A number of recommendations were made to assist with the conservation of the structure and to provide interpretation material for the public.
Project Officer: Richard James
Client: Rail Link Countryside Initiative
|Cliffe Pools RSPB Reserve, Kent
An historic landscape survey was carried out to inform management plans and provide interpretative material for visitors to the reserve. The site comprises a series of flooded clay pits associated with the former cement industry located in an area of reclaimed marshland on the north-western edge of the Hoo Peninsula.

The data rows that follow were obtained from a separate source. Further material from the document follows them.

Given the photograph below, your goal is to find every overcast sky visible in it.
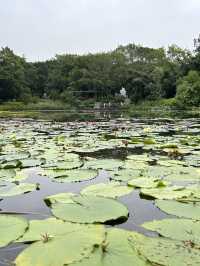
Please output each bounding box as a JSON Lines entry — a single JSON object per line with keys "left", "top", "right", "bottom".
{"left": 0, "top": 0, "right": 200, "bottom": 61}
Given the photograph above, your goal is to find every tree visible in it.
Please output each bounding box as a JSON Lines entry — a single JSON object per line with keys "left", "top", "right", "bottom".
{"left": 0, "top": 47, "right": 28, "bottom": 101}
{"left": 176, "top": 70, "right": 200, "bottom": 106}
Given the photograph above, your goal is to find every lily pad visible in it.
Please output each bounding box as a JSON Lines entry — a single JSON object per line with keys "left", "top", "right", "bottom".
{"left": 156, "top": 200, "right": 200, "bottom": 220}
{"left": 0, "top": 152, "right": 30, "bottom": 162}
{"left": 1, "top": 159, "right": 22, "bottom": 169}
{"left": 84, "top": 159, "right": 124, "bottom": 170}
{"left": 20, "top": 159, "right": 44, "bottom": 168}
{"left": 110, "top": 169, "right": 142, "bottom": 182}
{"left": 17, "top": 217, "right": 97, "bottom": 243}
{"left": 0, "top": 183, "right": 38, "bottom": 197}
{"left": 70, "top": 228, "right": 149, "bottom": 266}
{"left": 140, "top": 186, "right": 192, "bottom": 200}
{"left": 15, "top": 225, "right": 105, "bottom": 266}
{"left": 45, "top": 193, "right": 76, "bottom": 205}
{"left": 124, "top": 160, "right": 148, "bottom": 170}
{"left": 41, "top": 169, "right": 98, "bottom": 183}
{"left": 130, "top": 233, "right": 200, "bottom": 266}
{"left": 51, "top": 194, "right": 129, "bottom": 224}
{"left": 49, "top": 160, "right": 83, "bottom": 170}
{"left": 128, "top": 178, "right": 168, "bottom": 188}
{"left": 81, "top": 182, "right": 133, "bottom": 198}
{"left": 0, "top": 215, "right": 28, "bottom": 248}
{"left": 127, "top": 154, "right": 154, "bottom": 163}
{"left": 142, "top": 218, "right": 200, "bottom": 244}
{"left": 0, "top": 169, "right": 16, "bottom": 180}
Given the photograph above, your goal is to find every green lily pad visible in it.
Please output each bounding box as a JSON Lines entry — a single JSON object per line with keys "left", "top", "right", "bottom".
{"left": 1, "top": 160, "right": 22, "bottom": 169}
{"left": 0, "top": 183, "right": 38, "bottom": 197}
{"left": 70, "top": 228, "right": 149, "bottom": 266}
{"left": 41, "top": 169, "right": 98, "bottom": 183}
{"left": 0, "top": 169, "right": 16, "bottom": 180}
{"left": 142, "top": 218, "right": 200, "bottom": 244}
{"left": 15, "top": 225, "right": 105, "bottom": 266}
{"left": 17, "top": 217, "right": 98, "bottom": 243}
{"left": 20, "top": 158, "right": 45, "bottom": 168}
{"left": 0, "top": 215, "right": 28, "bottom": 248}
{"left": 110, "top": 169, "right": 142, "bottom": 181}
{"left": 81, "top": 182, "right": 133, "bottom": 198}
{"left": 156, "top": 200, "right": 200, "bottom": 220}
{"left": 124, "top": 160, "right": 148, "bottom": 170}
{"left": 0, "top": 152, "right": 30, "bottom": 162}
{"left": 51, "top": 194, "right": 129, "bottom": 224}
{"left": 127, "top": 154, "right": 155, "bottom": 163}
{"left": 45, "top": 193, "right": 76, "bottom": 205}
{"left": 140, "top": 186, "right": 192, "bottom": 200}
{"left": 130, "top": 233, "right": 200, "bottom": 266}
{"left": 13, "top": 170, "right": 30, "bottom": 181}
{"left": 165, "top": 166, "right": 200, "bottom": 182}
{"left": 84, "top": 159, "right": 124, "bottom": 170}
{"left": 128, "top": 178, "right": 168, "bottom": 188}
{"left": 50, "top": 160, "right": 83, "bottom": 170}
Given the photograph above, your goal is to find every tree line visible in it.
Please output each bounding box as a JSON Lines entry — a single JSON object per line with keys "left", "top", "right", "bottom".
{"left": 0, "top": 35, "right": 200, "bottom": 107}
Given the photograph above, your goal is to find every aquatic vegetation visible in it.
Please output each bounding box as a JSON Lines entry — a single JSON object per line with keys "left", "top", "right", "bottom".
{"left": 0, "top": 118, "right": 200, "bottom": 264}
{"left": 142, "top": 218, "right": 200, "bottom": 244}
{"left": 51, "top": 194, "right": 129, "bottom": 224}
{"left": 81, "top": 182, "right": 134, "bottom": 198}
{"left": 0, "top": 215, "right": 28, "bottom": 248}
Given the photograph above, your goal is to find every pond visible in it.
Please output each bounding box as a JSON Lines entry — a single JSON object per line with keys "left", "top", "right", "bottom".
{"left": 0, "top": 115, "right": 200, "bottom": 265}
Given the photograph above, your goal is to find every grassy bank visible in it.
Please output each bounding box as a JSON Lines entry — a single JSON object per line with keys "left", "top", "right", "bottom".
{"left": 0, "top": 99, "right": 71, "bottom": 111}
{"left": 0, "top": 98, "right": 199, "bottom": 121}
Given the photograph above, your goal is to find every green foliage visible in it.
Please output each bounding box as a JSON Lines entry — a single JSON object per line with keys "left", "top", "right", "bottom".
{"left": 1, "top": 35, "right": 200, "bottom": 106}
{"left": 176, "top": 70, "right": 200, "bottom": 106}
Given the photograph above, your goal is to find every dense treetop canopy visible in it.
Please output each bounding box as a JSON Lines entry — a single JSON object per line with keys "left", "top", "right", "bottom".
{"left": 0, "top": 36, "right": 200, "bottom": 106}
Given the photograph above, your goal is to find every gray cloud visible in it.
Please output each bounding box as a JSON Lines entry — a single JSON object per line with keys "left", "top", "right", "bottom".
{"left": 0, "top": 0, "right": 200, "bottom": 61}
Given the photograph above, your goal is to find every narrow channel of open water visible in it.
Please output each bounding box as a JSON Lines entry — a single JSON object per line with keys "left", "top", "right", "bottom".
{"left": 0, "top": 169, "right": 170, "bottom": 265}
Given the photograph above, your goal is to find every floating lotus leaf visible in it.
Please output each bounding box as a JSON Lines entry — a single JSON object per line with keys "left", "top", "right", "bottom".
{"left": 130, "top": 233, "right": 200, "bottom": 266}
{"left": 41, "top": 169, "right": 98, "bottom": 183}
{"left": 124, "top": 160, "right": 148, "bottom": 170}
{"left": 81, "top": 182, "right": 133, "bottom": 198}
{"left": 0, "top": 215, "right": 28, "bottom": 248}
{"left": 128, "top": 178, "right": 168, "bottom": 188}
{"left": 165, "top": 166, "right": 200, "bottom": 182}
{"left": 143, "top": 138, "right": 156, "bottom": 145}
{"left": 0, "top": 151, "right": 30, "bottom": 162}
{"left": 84, "top": 159, "right": 124, "bottom": 170}
{"left": 17, "top": 217, "right": 97, "bottom": 243}
{"left": 61, "top": 153, "right": 80, "bottom": 161}
{"left": 1, "top": 159, "right": 22, "bottom": 169}
{"left": 110, "top": 169, "right": 142, "bottom": 181}
{"left": 50, "top": 160, "right": 83, "bottom": 170}
{"left": 138, "top": 166, "right": 173, "bottom": 179}
{"left": 0, "top": 169, "right": 16, "bottom": 180}
{"left": 70, "top": 228, "right": 149, "bottom": 266}
{"left": 15, "top": 225, "right": 105, "bottom": 266}
{"left": 13, "top": 169, "right": 30, "bottom": 181}
{"left": 142, "top": 218, "right": 200, "bottom": 244}
{"left": 20, "top": 158, "right": 44, "bottom": 168}
{"left": 158, "top": 159, "right": 185, "bottom": 167}
{"left": 51, "top": 194, "right": 129, "bottom": 224}
{"left": 39, "top": 149, "right": 60, "bottom": 162}
{"left": 127, "top": 154, "right": 153, "bottom": 163}
{"left": 0, "top": 183, "right": 38, "bottom": 197}
{"left": 156, "top": 200, "right": 200, "bottom": 220}
{"left": 163, "top": 147, "right": 190, "bottom": 155}
{"left": 45, "top": 193, "right": 76, "bottom": 205}
{"left": 141, "top": 186, "right": 192, "bottom": 200}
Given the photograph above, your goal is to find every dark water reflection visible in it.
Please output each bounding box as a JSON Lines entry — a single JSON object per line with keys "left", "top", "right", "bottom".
{"left": 1, "top": 108, "right": 200, "bottom": 122}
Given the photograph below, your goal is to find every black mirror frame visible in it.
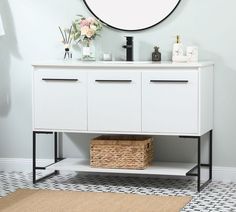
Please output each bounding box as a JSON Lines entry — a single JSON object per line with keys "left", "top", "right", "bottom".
{"left": 83, "top": 0, "right": 182, "bottom": 32}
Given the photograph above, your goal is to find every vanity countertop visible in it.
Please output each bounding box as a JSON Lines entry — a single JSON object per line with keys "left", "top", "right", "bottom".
{"left": 32, "top": 60, "right": 214, "bottom": 68}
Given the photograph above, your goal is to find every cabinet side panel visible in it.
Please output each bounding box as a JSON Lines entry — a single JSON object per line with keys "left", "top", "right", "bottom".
{"left": 32, "top": 67, "right": 36, "bottom": 131}
{"left": 199, "top": 65, "right": 214, "bottom": 135}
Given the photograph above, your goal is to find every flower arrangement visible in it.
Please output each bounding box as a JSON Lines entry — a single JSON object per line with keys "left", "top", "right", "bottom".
{"left": 72, "top": 15, "right": 102, "bottom": 45}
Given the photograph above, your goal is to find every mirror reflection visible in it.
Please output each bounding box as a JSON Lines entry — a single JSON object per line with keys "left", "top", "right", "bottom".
{"left": 83, "top": 0, "right": 181, "bottom": 31}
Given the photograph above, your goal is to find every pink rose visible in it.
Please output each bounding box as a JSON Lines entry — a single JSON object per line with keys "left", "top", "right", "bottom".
{"left": 87, "top": 17, "right": 95, "bottom": 24}
{"left": 80, "top": 19, "right": 90, "bottom": 27}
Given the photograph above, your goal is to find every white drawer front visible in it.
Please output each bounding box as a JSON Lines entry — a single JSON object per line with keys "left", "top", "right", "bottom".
{"left": 33, "top": 69, "right": 87, "bottom": 131}
{"left": 88, "top": 71, "right": 141, "bottom": 132}
{"left": 142, "top": 70, "right": 199, "bottom": 134}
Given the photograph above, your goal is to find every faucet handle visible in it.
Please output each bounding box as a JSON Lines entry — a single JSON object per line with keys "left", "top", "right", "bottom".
{"left": 122, "top": 45, "right": 133, "bottom": 49}
{"left": 125, "top": 36, "right": 133, "bottom": 42}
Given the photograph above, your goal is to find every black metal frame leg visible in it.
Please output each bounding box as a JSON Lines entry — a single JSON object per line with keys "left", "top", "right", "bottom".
{"left": 197, "top": 136, "right": 201, "bottom": 192}
{"left": 181, "top": 130, "right": 213, "bottom": 192}
{"left": 33, "top": 131, "right": 60, "bottom": 184}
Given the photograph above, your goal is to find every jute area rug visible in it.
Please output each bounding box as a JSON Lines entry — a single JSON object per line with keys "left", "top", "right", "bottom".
{"left": 0, "top": 189, "right": 191, "bottom": 212}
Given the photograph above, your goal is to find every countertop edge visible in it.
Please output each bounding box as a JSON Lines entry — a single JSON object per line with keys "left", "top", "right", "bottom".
{"left": 32, "top": 60, "right": 214, "bottom": 68}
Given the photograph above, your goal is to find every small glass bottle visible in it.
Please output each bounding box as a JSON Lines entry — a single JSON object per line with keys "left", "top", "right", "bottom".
{"left": 64, "top": 44, "right": 72, "bottom": 60}
{"left": 152, "top": 46, "right": 161, "bottom": 61}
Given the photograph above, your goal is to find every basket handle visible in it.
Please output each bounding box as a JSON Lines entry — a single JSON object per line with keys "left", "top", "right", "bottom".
{"left": 145, "top": 142, "right": 151, "bottom": 152}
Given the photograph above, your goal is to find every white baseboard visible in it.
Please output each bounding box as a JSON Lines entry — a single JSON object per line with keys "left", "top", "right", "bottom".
{"left": 0, "top": 158, "right": 53, "bottom": 172}
{"left": 211, "top": 166, "right": 236, "bottom": 182}
{"left": 0, "top": 158, "right": 236, "bottom": 182}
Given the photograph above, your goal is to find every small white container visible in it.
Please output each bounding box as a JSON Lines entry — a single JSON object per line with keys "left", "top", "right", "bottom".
{"left": 187, "top": 46, "right": 198, "bottom": 62}
{"left": 103, "top": 53, "right": 112, "bottom": 61}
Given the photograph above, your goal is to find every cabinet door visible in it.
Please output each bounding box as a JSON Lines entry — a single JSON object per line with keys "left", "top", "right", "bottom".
{"left": 88, "top": 71, "right": 141, "bottom": 132}
{"left": 142, "top": 70, "right": 199, "bottom": 134}
{"left": 33, "top": 69, "right": 87, "bottom": 131}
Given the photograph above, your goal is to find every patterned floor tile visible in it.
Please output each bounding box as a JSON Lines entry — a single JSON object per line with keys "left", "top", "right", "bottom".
{"left": 0, "top": 171, "right": 236, "bottom": 211}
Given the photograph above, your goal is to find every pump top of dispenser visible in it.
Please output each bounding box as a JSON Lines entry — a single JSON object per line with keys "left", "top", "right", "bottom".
{"left": 176, "top": 35, "right": 180, "bottom": 44}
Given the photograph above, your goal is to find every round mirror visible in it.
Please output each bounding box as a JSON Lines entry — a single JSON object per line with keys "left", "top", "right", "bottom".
{"left": 83, "top": 0, "right": 181, "bottom": 31}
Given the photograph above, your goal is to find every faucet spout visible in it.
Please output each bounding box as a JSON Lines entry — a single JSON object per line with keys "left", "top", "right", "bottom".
{"left": 122, "top": 36, "right": 133, "bottom": 61}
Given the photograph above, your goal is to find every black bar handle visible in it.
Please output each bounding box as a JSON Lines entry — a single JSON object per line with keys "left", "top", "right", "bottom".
{"left": 42, "top": 78, "right": 78, "bottom": 82}
{"left": 95, "top": 80, "right": 132, "bottom": 83}
{"left": 150, "top": 80, "right": 189, "bottom": 83}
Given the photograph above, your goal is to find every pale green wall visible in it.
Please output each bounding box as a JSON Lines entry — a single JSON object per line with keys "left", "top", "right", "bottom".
{"left": 0, "top": 0, "right": 235, "bottom": 167}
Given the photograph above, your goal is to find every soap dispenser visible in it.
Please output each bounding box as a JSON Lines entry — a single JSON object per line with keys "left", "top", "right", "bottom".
{"left": 172, "top": 35, "right": 185, "bottom": 62}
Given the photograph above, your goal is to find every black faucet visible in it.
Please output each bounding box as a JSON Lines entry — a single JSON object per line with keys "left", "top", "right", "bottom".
{"left": 122, "top": 36, "right": 133, "bottom": 61}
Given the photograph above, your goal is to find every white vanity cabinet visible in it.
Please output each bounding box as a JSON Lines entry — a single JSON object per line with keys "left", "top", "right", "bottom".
{"left": 88, "top": 71, "right": 141, "bottom": 132}
{"left": 32, "top": 61, "right": 214, "bottom": 136}
{"left": 33, "top": 68, "right": 87, "bottom": 131}
{"left": 32, "top": 61, "right": 214, "bottom": 192}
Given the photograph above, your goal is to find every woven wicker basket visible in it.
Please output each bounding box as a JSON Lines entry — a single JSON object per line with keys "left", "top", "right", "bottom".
{"left": 90, "top": 135, "right": 154, "bottom": 170}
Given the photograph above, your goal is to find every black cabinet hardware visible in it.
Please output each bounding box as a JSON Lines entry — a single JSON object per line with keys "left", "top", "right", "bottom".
{"left": 150, "top": 80, "right": 188, "bottom": 83}
{"left": 42, "top": 78, "right": 78, "bottom": 82}
{"left": 95, "top": 80, "right": 132, "bottom": 83}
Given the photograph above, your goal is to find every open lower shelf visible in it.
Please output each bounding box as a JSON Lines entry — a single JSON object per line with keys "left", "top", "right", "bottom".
{"left": 46, "top": 158, "right": 196, "bottom": 176}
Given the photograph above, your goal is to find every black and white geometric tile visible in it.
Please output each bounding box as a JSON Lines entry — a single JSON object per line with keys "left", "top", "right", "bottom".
{"left": 0, "top": 171, "right": 236, "bottom": 211}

Habitats comprise flooded lagoons, rough grassland and scrub woodland, together with the alluvial margins of the adjacent River Thames.
Four major themes of historic significance were identified and recorded: a sequence of palaeo-environmental and geoarchaeological deposits relating to the Holocene development of the Thames, including peat deposits; evidence for a major Romano-British pottery industry flourishing between the 1st and 4th centuries AD; industrial activity from the 18th to 20th centuries, including chalk extraction, whiting (for paint and putty) manufacture and cement making; and a sequence of sea defences. Evidence was also located for defensive structures.